The intersection between wildlife health, livestock production, environmental toxicology, and ecosystem monitoring is becoming increasingly important under the broader One Health framework. As environmental pressures continue to intensify across Africa, veterinarians are likely to play an increasingly important role in ecosystem surveillance and early detection of emerging threats. Wildlife health monitoring can no longer focus exclusively on pathogens and visible disease. Environmental toxicology, nutritional ecology, and habitat quality assessment may become equally important tools for understanding population health dynamics.
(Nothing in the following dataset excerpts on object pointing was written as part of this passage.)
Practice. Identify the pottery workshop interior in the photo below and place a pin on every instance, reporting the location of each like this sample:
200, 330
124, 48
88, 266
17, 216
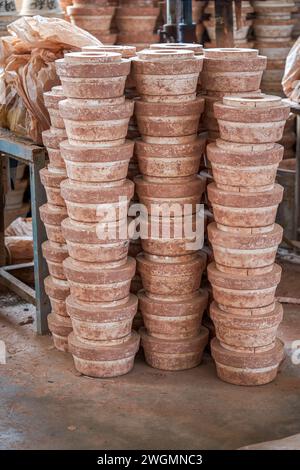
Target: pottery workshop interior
150, 228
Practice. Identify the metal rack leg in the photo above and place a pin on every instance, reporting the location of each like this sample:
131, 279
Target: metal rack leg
2, 225
297, 183
38, 198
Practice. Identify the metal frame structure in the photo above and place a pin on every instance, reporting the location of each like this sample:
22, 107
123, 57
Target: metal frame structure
295, 109
34, 156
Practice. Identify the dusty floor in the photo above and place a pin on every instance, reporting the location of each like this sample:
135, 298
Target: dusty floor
45, 404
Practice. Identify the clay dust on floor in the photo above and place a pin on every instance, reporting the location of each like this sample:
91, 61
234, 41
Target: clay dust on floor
46, 404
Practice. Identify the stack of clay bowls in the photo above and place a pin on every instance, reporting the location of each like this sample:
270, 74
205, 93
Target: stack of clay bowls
135, 247
273, 29
42, 7
97, 195
8, 14
52, 214
136, 20
95, 16
289, 138
169, 154
226, 72
245, 238
240, 35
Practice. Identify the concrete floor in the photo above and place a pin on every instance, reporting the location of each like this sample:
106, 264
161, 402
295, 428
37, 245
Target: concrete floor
45, 404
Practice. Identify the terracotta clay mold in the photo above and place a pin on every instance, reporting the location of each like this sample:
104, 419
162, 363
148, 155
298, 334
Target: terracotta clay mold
196, 48
229, 70
102, 322
244, 254
99, 282
127, 52
246, 333
52, 216
56, 160
170, 161
104, 359
95, 164
60, 328
168, 119
167, 74
96, 243
173, 320
247, 369
109, 73
96, 120
51, 100
91, 202
237, 170
51, 181
57, 291
158, 194
245, 210
251, 119
174, 355
166, 276
235, 291
55, 254
175, 236
53, 137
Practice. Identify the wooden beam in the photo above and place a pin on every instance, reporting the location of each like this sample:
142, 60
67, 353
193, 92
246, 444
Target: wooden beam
224, 23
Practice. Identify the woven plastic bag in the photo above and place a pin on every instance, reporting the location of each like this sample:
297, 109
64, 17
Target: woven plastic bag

This is where collaborative partnerships between researchers, veterinarians, conservationists, and industry become essential. Companies that support scientific research and field-based conservation initiatives can contribute meaningfully to the advancement of wildlife health knowledge. V-Tech’s involvement in supporting ongoing research initiatives with these investigators reflects a growing commitment within the veterinary industry to contribute not only products and technologies, but also practical support for scientific investigation and long-term ecosystem health monitoring. Ultimately, the greatest danger posed by toxic contamination may be how easily it escapes detection. A reserve may appear pristine on the surface while carrying invisible physiological risks underneath. The Rooipoort studies remind us that conservation is not only about protecting animals from visible threats; it is also about understanding the hidden environmental pressures shaping wildlife health every day. For veterinarians, these findings serve as an important reminder: when evaluating wildlife health challenges, the silent poisons within ecosystems may deserve far more attention than we currently give them. Acknowledgements Special acknowledgement is extended to Prof. Francois Deacon and his team from the University of the Free State for granting permission to reference the published studies and for personally providing images used in support of this article. His contribution to ongoing giraffe ecological and toxicological research is greatly appreciated.

References
• Deacon, F., et al. “How Energetic Demands and Habitat Utilisation Can Make or Break Giraffes.”
• Deacon, F., et al. “Heavy Metal Contamination in Giraffes and Their Environment in Rooipoort Nature Reserve.” Environmental Advances, 2023, Volume 13, 100430.